I was both too distracted to say all that, and too aware that saying it would turn me into a bit of a preacher. I wanted to elicit thinking, not tell my students what to think. We looked at the language of Apollo’s lies, the repetition of the call to silence, the way that the tale sputters to a halt. I asked them about the Retraction.

The stated moral of the Manciple’s story is silence. The moral is that speech can only be a lie. The moral is that facts don’t matter, or that they should go unspoken. That speaking truth is not possible in a world of profound betrayal.

Wrapped up with that moral is a radical simplification. White is good. Black is bad. Blackness and silence are bound up in the figure of the cawing crow. I couldn’t get away from the Manciple’s grim refusal of accord, love, and game—and I was thoroughly, irredeemably distracted by its resemblance to the now.

Teaching is an anxious task. Its results are nebulous and unknowable. I worried my students didn’t learn enough Middle English this term. I forgot to tell them what a Reeve is (he’s kinda like a Manciple.) I let certain rigors slide because we were online, and all the best practices say to keep things short, organized, and clear; and that meant, I felt, thinner than they might have been. I was afraid I missed the balance between study and application, then and now. The students did amazing work in the circumstances: smart discussion posts and weekly writing and thoughtful conversation and solid formal papers. They wrote new Canterbury Tales for their final projects, clever and heartfelt and bold.

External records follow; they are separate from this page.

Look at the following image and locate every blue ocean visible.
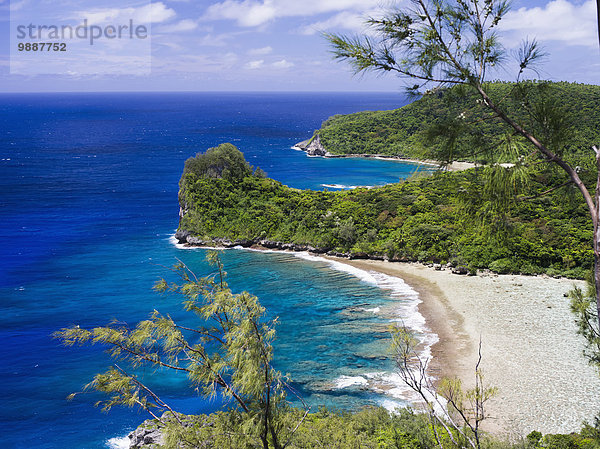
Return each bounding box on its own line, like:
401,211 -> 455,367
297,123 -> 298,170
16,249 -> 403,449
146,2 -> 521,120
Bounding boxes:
0,93 -> 434,449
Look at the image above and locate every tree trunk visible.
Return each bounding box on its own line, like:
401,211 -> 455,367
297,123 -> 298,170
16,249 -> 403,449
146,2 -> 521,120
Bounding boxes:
592,148 -> 600,332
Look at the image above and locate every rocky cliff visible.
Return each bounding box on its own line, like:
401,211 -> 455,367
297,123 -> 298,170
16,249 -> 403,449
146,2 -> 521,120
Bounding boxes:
294,134 -> 335,157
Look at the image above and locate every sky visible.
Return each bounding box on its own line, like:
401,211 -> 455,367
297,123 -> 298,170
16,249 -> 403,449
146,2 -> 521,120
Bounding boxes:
0,0 -> 600,92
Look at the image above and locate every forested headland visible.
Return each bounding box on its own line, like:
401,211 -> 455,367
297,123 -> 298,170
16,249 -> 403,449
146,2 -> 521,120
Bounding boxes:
177,144 -> 593,278
304,82 -> 600,162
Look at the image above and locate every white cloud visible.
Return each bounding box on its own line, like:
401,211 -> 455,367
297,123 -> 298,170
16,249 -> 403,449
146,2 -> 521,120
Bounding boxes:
248,46 -> 273,56
204,0 -> 382,27
156,19 -> 198,33
244,59 -> 265,70
500,0 -> 598,47
271,59 -> 294,69
78,2 -> 176,25
300,11 -> 375,35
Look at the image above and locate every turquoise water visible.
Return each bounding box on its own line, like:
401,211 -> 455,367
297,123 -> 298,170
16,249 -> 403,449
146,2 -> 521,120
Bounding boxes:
0,94 -> 434,449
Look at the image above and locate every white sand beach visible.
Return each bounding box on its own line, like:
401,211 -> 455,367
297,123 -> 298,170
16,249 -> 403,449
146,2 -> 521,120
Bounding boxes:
330,259 -> 600,439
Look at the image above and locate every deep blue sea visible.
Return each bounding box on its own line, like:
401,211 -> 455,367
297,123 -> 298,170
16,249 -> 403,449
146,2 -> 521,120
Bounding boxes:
0,93 -> 434,449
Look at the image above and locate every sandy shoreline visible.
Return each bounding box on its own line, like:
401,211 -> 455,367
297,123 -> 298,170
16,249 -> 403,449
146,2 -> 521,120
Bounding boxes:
328,259 -> 600,439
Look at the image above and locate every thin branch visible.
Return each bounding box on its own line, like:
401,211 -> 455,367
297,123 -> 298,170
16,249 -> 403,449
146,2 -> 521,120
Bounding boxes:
517,179 -> 573,201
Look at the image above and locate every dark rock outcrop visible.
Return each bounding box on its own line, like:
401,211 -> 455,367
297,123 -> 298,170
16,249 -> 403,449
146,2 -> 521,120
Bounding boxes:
129,422 -> 164,449
295,134 -> 332,157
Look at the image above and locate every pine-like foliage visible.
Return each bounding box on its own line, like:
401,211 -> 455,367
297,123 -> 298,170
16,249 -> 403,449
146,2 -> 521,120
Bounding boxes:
55,252 -> 300,449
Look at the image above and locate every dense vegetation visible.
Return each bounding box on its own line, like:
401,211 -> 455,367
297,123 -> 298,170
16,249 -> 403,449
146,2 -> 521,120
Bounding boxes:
317,82 -> 600,160
138,408 -> 600,449
180,144 -> 593,277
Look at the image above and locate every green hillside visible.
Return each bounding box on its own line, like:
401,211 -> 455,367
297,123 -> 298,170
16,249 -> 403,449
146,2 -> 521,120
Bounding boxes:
317,82 -> 600,160
178,144 -> 593,277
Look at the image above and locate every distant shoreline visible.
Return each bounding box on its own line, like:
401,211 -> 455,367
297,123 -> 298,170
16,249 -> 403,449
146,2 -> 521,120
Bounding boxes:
292,144 -> 477,171
171,238 -> 600,438
334,258 -> 600,439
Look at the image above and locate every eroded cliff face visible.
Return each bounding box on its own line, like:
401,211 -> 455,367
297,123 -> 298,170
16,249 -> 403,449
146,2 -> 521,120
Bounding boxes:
294,134 -> 333,157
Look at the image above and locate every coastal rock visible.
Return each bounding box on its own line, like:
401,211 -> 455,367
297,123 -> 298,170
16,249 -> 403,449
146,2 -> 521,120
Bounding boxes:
129,424 -> 164,449
258,240 -> 281,249
350,252 -> 370,259
295,134 -> 331,156
175,229 -> 191,243
187,235 -> 208,246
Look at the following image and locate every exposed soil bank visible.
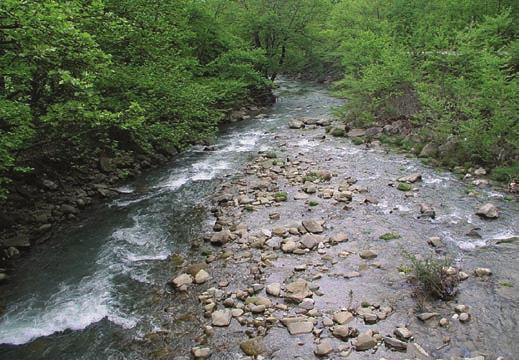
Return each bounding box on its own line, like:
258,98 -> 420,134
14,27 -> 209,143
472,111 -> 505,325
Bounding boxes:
0,95 -> 275,276
0,82 -> 519,360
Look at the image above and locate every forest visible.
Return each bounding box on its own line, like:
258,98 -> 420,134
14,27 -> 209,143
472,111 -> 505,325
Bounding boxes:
0,0 -> 519,197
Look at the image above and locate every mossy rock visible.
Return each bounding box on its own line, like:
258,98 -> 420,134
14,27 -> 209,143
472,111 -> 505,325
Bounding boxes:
274,191 -> 288,202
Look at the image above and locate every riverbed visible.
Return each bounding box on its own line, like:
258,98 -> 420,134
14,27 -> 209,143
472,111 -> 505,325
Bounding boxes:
0,80 -> 519,359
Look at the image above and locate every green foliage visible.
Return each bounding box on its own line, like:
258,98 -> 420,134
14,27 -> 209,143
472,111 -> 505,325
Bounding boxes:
379,232 -> 400,241
0,0 -> 270,194
406,253 -> 459,299
492,162 -> 519,182
397,183 -> 413,191
329,0 -> 519,174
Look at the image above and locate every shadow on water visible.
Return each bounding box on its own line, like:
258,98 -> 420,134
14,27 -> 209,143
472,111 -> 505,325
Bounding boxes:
0,81 -> 336,359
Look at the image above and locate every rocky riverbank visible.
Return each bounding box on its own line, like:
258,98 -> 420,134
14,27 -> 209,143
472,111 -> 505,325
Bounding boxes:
165,118 -> 519,360
0,101 -> 273,283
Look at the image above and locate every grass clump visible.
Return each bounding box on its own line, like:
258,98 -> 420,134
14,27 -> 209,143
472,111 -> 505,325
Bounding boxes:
351,137 -> 364,145
379,232 -> 400,241
397,264 -> 413,275
406,254 -> 459,299
499,280 -> 514,287
274,191 -> 288,202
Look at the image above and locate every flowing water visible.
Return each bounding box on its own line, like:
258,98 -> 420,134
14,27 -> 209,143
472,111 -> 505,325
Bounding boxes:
0,81 -> 519,359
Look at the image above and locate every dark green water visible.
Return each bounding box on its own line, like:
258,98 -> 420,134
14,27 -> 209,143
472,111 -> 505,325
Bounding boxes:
0,81 -> 519,359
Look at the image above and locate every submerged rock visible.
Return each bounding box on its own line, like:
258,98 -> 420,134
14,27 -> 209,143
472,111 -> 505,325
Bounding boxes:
288,119 -> 305,129
211,310 -> 232,327
171,274 -> 193,289
476,203 -> 499,219
195,269 -> 211,284
303,219 -> 324,234
420,203 -> 436,219
354,330 -> 377,351
474,268 -> 492,277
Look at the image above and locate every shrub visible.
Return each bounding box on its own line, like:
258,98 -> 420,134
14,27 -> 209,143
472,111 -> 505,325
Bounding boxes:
406,253 -> 459,299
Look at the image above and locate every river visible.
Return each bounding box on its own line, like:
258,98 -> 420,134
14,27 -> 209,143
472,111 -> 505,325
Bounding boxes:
0,80 -> 519,360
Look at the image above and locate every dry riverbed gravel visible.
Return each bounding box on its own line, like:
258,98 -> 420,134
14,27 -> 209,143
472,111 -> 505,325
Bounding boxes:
166,119 -> 511,360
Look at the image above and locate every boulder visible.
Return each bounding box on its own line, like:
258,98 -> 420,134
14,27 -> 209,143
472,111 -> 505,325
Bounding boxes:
285,279 -> 313,303
418,142 -> 438,158
195,269 -> 211,284
394,327 -> 413,340
354,330 -> 377,351
332,325 -> 356,340
288,119 -> 305,129
330,233 -> 348,244
300,234 -> 322,250
314,340 -> 333,357
281,317 -> 314,335
333,311 -> 353,325
303,219 -> 324,234
240,336 -> 267,356
384,336 -> 407,350
474,268 -> 492,277
209,229 -> 233,245
211,310 -> 232,327
191,346 -> 211,359
397,173 -> 422,183
266,283 -> 281,296
348,129 -> 366,138
420,203 -> 436,219
476,203 -> 499,219
359,250 -> 377,260
171,274 -> 193,288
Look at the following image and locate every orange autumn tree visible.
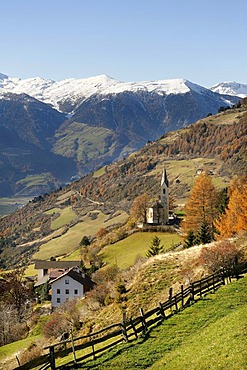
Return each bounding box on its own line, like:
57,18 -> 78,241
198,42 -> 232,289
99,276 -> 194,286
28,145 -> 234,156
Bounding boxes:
215,175 -> 247,239
182,173 -> 217,243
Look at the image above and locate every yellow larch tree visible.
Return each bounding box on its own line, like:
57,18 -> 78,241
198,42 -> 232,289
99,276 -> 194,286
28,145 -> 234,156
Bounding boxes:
215,176 -> 247,239
182,173 -> 217,235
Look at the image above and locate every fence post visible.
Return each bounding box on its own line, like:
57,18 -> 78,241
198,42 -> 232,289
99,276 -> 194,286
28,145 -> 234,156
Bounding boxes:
91,337 -> 96,360
130,317 -> 138,339
70,327 -> 76,364
221,267 -> 226,285
174,294 -> 178,312
234,256 -> 239,280
181,285 -> 184,308
50,346 -> 56,370
190,283 -> 195,301
159,302 -> 166,319
139,307 -> 148,334
168,288 -> 172,313
121,311 -> 129,342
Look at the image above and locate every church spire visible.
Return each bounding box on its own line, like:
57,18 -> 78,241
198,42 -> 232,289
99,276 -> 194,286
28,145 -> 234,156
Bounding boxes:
161,169 -> 169,187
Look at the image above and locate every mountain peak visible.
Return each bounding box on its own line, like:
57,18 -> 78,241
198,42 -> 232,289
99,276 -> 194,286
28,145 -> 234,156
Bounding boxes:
211,81 -> 247,98
0,73 -> 9,80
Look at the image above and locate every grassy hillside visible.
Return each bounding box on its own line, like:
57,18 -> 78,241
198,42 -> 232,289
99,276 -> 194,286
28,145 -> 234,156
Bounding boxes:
0,102 -> 247,268
83,278 -> 247,370
100,232 -> 182,269
33,211 -> 128,259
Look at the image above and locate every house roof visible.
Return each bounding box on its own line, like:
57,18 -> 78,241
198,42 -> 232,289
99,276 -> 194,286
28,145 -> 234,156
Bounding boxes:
34,260 -> 81,270
51,268 -> 95,290
34,275 -> 50,288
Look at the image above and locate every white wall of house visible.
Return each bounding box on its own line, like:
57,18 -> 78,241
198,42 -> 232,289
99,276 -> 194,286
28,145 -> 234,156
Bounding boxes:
38,269 -> 49,280
51,275 -> 84,307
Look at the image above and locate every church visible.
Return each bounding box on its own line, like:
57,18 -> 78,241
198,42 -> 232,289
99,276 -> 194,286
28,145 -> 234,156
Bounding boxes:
146,169 -> 169,225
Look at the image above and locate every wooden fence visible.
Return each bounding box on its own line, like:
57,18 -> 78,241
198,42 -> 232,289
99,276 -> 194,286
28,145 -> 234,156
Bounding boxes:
16,263 -> 247,370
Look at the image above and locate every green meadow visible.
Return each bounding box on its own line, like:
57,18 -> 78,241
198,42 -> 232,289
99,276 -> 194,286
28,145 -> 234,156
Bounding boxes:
83,277 -> 247,370
33,211 -> 128,260
101,232 -> 182,269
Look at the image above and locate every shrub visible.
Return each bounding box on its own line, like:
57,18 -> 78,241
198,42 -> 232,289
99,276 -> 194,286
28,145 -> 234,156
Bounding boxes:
43,313 -> 70,338
199,240 -> 240,272
19,343 -> 42,365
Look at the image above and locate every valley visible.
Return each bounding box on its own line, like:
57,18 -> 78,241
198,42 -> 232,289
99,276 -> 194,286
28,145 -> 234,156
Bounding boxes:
0,74 -> 242,197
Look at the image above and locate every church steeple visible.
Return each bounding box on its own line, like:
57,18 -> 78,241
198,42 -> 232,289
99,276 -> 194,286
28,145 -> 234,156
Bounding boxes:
160,169 -> 169,223
161,169 -> 169,187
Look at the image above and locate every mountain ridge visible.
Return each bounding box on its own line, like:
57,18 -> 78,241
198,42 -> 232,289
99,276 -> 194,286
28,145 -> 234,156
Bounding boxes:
0,75 -> 243,196
0,74 -> 244,113
0,105 -> 247,267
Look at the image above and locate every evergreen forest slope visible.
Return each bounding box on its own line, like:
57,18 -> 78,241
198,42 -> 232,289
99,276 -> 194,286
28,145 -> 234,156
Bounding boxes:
0,99 -> 247,268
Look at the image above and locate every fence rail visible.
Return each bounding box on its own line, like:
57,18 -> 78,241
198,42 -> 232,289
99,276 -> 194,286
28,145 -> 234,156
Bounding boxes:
16,263 -> 247,370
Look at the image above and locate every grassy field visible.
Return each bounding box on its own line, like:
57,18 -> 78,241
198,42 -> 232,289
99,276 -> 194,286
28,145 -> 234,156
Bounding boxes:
93,166 -> 106,177
33,211 -> 128,259
0,315 -> 49,370
80,278 -> 247,370
0,197 -> 30,217
99,232 -> 182,269
46,207 -> 77,230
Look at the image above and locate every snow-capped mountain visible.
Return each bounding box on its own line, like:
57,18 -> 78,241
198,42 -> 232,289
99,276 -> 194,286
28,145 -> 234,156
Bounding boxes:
211,81 -> 247,98
0,74 -> 239,113
0,74 -> 239,196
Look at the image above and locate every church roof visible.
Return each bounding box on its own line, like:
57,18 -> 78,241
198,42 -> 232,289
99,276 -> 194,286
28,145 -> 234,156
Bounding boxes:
161,169 -> 169,187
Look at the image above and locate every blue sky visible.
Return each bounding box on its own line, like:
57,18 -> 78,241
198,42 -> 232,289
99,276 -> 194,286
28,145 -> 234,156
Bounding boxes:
0,0 -> 247,87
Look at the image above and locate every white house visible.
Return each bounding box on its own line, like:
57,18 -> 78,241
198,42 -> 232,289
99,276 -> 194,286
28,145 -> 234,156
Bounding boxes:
146,169 -> 169,225
50,267 -> 95,308
34,260 -> 81,287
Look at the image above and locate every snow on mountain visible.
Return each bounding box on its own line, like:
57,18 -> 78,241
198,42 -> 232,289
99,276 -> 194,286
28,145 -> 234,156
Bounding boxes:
211,81 -> 247,98
0,74 -> 235,113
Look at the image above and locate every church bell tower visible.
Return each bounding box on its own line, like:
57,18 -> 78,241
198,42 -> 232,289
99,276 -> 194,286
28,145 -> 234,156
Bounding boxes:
160,169 -> 169,224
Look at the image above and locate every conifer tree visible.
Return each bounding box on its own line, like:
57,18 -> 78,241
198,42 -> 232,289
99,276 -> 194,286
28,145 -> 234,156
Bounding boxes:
146,236 -> 164,257
215,176 -> 247,239
182,173 -> 218,235
195,222 -> 213,244
184,230 -> 196,248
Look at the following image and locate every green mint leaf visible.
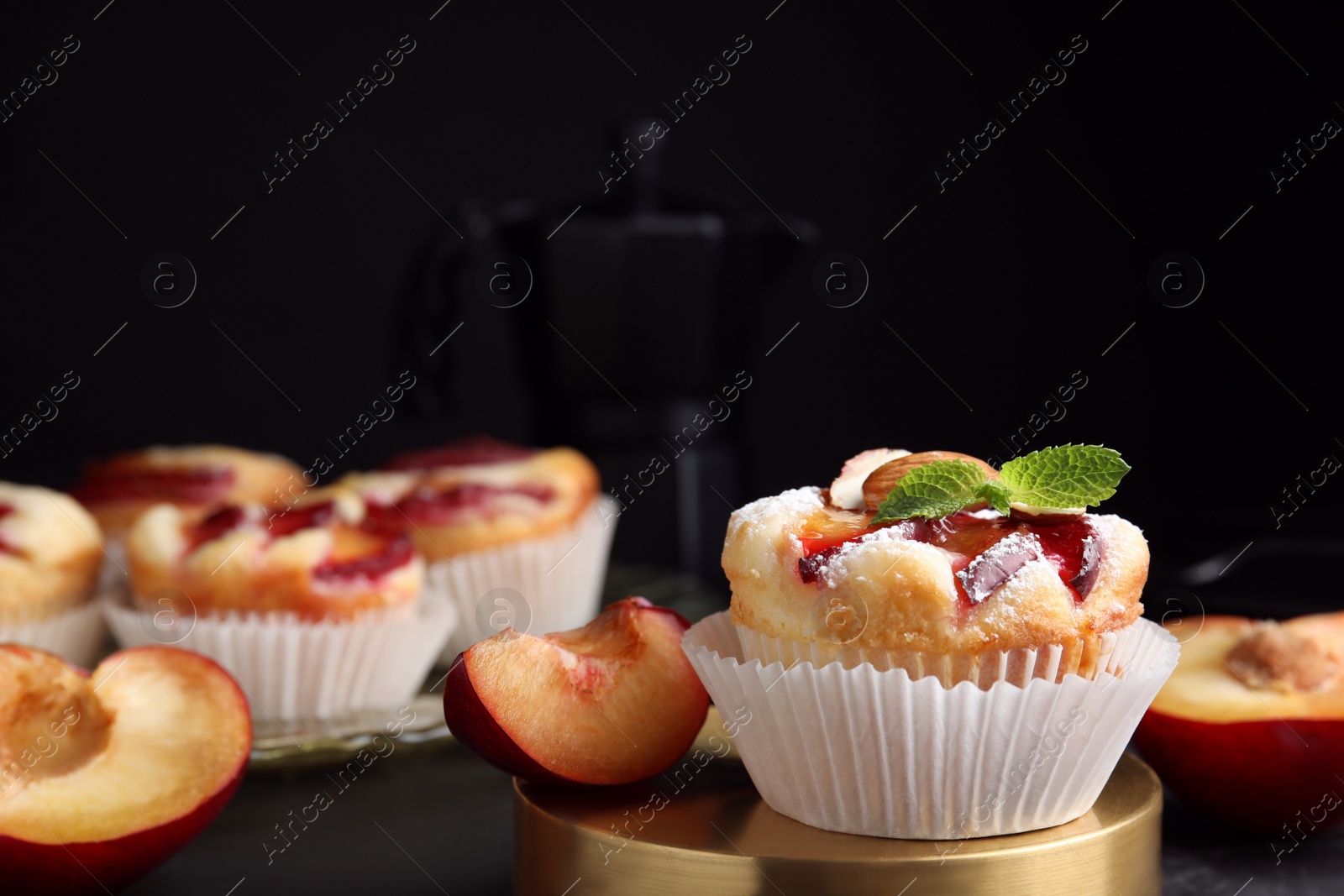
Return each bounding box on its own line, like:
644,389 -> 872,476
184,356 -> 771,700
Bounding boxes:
872,461 -> 986,522
979,479 -> 1012,516
996,445 -> 1129,509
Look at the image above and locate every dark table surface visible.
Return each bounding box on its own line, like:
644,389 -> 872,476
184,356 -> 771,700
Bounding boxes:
118,747 -> 1344,896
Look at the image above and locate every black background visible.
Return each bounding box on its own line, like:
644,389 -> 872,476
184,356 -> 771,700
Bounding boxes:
0,0 -> 1344,889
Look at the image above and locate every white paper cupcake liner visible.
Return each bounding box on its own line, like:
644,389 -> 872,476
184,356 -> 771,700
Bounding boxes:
681,612 -> 1180,840
425,495 -> 620,665
734,625 -> 1142,690
0,602 -> 108,669
101,595 -> 459,719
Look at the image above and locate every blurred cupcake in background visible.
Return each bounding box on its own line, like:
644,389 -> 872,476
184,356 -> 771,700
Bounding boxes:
105,493 -> 457,719
70,445 -> 300,596
334,435 -> 616,663
0,482 -> 106,668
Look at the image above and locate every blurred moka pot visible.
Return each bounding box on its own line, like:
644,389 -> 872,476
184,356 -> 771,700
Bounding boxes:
401,118 -> 816,582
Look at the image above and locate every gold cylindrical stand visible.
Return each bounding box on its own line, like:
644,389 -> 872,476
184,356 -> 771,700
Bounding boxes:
513,753 -> 1163,896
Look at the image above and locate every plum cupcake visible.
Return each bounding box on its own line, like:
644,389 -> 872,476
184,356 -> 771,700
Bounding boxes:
0,482 -> 106,666
683,445 -> 1179,840
70,445 -> 300,589
70,445 -> 300,538
334,437 -> 616,663
105,495 -> 457,719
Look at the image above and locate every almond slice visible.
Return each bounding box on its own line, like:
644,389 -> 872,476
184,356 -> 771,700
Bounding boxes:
863,451 -> 999,511
831,448 -> 910,511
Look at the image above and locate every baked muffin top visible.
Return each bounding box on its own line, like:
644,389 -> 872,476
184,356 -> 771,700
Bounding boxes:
126,495 -> 425,621
71,445 -> 301,536
332,438 -> 598,562
0,482 -> 102,618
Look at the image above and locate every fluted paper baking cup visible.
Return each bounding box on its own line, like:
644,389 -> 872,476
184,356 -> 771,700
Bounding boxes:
681,611 -> 1180,840
734,625 -> 1141,689
102,595 -> 459,719
425,495 -> 620,665
0,602 -> 108,669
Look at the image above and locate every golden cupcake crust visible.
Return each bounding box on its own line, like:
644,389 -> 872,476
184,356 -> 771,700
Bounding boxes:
330,448 -> 600,562
0,482 -> 102,622
723,488 -> 1147,654
71,445 -> 302,536
126,500 -> 425,621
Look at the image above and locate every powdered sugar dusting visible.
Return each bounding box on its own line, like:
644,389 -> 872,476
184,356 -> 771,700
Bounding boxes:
817,521 -> 918,589
728,485 -> 822,537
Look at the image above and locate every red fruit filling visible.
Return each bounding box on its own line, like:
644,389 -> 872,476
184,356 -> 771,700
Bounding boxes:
313,533 -> 415,582
383,435 -> 536,470
798,511 -> 1100,605
71,464 -> 235,504
186,501 -> 414,582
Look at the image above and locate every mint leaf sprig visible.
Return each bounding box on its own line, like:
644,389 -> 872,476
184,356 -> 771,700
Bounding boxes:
872,445 -> 1129,522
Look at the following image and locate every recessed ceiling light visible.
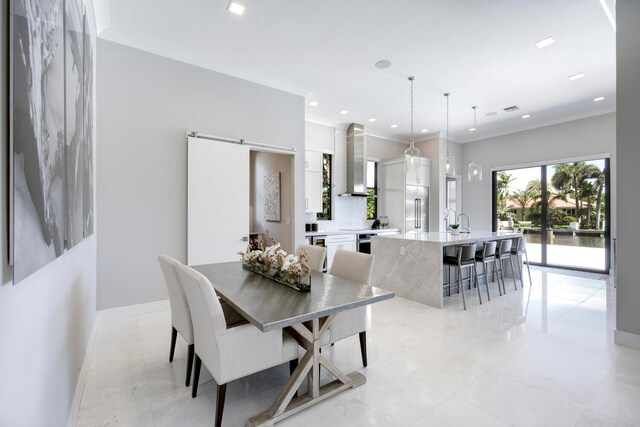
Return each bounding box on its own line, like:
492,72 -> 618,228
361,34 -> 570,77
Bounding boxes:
376,59 -> 391,70
534,37 -> 556,49
227,1 -> 247,16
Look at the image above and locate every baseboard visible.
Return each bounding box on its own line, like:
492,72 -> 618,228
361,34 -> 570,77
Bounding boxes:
97,299 -> 170,322
613,329 -> 640,350
67,319 -> 98,427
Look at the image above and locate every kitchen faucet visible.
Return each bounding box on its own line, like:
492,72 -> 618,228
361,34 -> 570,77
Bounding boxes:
457,213 -> 471,233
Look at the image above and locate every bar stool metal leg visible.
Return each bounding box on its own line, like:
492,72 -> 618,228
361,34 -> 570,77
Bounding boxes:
458,267 -> 467,310
469,262 -> 482,304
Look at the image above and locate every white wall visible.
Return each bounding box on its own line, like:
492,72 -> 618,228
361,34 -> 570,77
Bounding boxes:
615,0 -> 640,348
0,2 -> 98,426
458,114 -> 616,237
249,151 -> 295,253
97,40 -> 304,309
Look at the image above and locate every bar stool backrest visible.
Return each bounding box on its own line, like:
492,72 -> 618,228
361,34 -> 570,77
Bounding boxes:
499,239 -> 512,256
482,241 -> 498,258
458,243 -> 476,263
511,237 -> 526,253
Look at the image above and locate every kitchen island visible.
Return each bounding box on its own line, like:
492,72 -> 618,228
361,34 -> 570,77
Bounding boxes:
371,231 -> 522,308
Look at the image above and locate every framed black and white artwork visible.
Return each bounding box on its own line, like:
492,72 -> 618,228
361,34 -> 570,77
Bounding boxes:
10,0 -> 66,283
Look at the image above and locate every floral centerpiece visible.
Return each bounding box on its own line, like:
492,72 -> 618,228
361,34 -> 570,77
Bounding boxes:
238,231 -> 311,292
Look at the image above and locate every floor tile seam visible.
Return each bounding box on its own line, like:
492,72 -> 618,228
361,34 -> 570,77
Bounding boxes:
135,314 -> 156,426
508,348 -> 613,381
352,394 -> 410,426
576,355 -> 627,425
456,390 -> 515,426
523,342 -> 617,377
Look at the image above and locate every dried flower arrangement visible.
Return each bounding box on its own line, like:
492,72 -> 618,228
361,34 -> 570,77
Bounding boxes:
238,230 -> 311,291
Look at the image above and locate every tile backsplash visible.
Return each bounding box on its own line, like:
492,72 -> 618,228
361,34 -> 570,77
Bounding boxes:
305,197 -> 372,231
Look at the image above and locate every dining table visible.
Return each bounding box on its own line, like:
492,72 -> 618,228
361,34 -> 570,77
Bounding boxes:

Okay, then. We all did what we could. May my students make this nation a new community. May they raise their voices on Zoom, in final projects, in classrooms, at work, in the media. May their voices chime with the protesters still showing up in the streets. May these young people in uncertain times raise their varied voices high, and shout the Manciple and his vacuous descendants into dust.


Dr. Elizabeth Allen is Associate Professor, English in the School of Humanities at UC Irvine. Dr. Allen has published a book on exemplarity (False Fables and Exemplary Truth, Palgrave 2005) and assorted essays on Chaucer, the Gawain-poet, and medieval romance, among other topics.